One tear and I freeze or go into the shake freeze state.
I have something similar. This has been a progression for me though. As I started to learn how to pick apart the primary and secondary emotion thing that JL spoke about, I noticed that my body responses changed. And those changed body responses allowed me to tie a singular emotion to that body response.
So for me it worked (and is working) a bit like this.
Sad is a tough emotion for me. I don't think I ever had time to be sad. And I either ignored it and moved forward or I slept (which now I think was a freeze before I even knew I froze). So here I am reverse engineering. When I figured out what it felt like to feel sad (not sad and mad and frustrated and tired and hungry and pissed off .... but JUST sad, I actually had a flashback to and incident where I was crying beyond any type of crying I have ever seen in anyone. As I was glimpsing this incident in my mind, I teared up. No noise, just teared up. And it wouldn't stop. Like a steady stream of tears that could go on for hours.
What I have been doing with this is trying to connect with that incident - but intellectually. What does one feel and do - how must one feel - when one is sad? What other words can I grab onto that may fit how that felt? Grief? Betrayal? Despair? Then I acknowledge (while still crying and this is hard because my go to is to be pissed off at myself for crying) that yeah, maybe it was more than sad. Maybe it was grief. Maybe it was.... (you know where I am going with this). When I hit the right word I stop crying. So can you find another word intellectually that might be stronger than sad? See if maybe that will help nail down why your body is tearing? I usually find that the closer I get to the emotion involved, the less the body is needing to show me that it is in distress.
If this doesn't connect with you, no worries, I won't be offended at all but will be sorry I wasn't able to help. -)
The advantage in understanding and identifying secondary emotions is that one can then work with them. Simply slowing down enough to clock the feelings we have about our own feelings can truly result in a better understanding of how to manage them, how to shift them, how to connect the dots between those feelings and the distorted thoughts or (negative) core beliefs that inspire them.
I have a posting in that 'feelings' thread about this happening to me with the feelings of disorientation, frustration and something else all rolled in together and teasing them apart. It really blew open my ability to be open to experiencing these shitty feelings one more time.

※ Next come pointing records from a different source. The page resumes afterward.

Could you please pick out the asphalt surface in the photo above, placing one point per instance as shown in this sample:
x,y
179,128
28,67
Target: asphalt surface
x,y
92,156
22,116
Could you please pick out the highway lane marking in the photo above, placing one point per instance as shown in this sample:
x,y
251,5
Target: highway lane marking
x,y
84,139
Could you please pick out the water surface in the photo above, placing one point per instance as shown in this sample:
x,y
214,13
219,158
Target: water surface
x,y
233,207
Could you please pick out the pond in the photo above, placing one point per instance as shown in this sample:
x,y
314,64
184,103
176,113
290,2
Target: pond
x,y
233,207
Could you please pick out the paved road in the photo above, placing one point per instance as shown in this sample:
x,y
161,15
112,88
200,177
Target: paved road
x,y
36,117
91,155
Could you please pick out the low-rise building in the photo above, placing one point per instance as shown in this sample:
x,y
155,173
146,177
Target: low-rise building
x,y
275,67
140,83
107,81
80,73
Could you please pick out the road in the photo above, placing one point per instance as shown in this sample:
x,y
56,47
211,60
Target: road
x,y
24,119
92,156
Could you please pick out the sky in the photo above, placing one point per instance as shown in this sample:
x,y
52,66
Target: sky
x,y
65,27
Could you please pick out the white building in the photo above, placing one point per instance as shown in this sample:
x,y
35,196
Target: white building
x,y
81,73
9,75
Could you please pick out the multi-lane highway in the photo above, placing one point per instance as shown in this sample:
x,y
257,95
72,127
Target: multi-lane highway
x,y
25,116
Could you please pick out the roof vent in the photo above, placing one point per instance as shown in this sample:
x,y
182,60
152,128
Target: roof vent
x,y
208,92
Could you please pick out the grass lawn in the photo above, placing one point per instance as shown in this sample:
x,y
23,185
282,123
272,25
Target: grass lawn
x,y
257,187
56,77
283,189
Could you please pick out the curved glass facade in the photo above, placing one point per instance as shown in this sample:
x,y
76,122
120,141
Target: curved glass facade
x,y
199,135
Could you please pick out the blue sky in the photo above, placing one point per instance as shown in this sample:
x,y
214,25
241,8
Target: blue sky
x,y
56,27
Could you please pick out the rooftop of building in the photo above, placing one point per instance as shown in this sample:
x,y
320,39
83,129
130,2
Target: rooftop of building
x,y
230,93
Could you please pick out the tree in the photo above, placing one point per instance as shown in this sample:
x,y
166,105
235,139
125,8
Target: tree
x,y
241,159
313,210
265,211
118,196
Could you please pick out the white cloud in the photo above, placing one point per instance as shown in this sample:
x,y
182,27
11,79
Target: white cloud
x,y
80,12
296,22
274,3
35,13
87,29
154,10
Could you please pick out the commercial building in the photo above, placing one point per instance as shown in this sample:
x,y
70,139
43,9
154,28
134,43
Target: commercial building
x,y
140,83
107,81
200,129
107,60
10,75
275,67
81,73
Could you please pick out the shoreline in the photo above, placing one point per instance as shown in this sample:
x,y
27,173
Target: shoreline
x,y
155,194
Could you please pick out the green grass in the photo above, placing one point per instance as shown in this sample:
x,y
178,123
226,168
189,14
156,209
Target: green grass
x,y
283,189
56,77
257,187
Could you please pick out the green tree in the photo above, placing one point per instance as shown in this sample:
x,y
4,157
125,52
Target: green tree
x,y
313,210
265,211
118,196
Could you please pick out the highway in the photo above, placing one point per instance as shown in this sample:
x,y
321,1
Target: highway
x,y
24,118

For me the word overwhelmed means I have a whole wackload of feelings spinning around and if I can name even one of them, I can feel myself lighten like crazy. Many times right after that another 'feeling word' pops into my head and so on. I think that process of naming an emotion with a real word (even if wrong) really changes the trajectory of healing. I am also finding that role of those spinning emotions has been to suppress my fear of experiencing anger over something. So maybe be forewarned because I am in this anger stage right now that is seriously screwing with my head. But at the same time it is super freeing and I am realizing that anger is helping me naturally put boundaries in place and to defend myself again rather than freeze on the spot.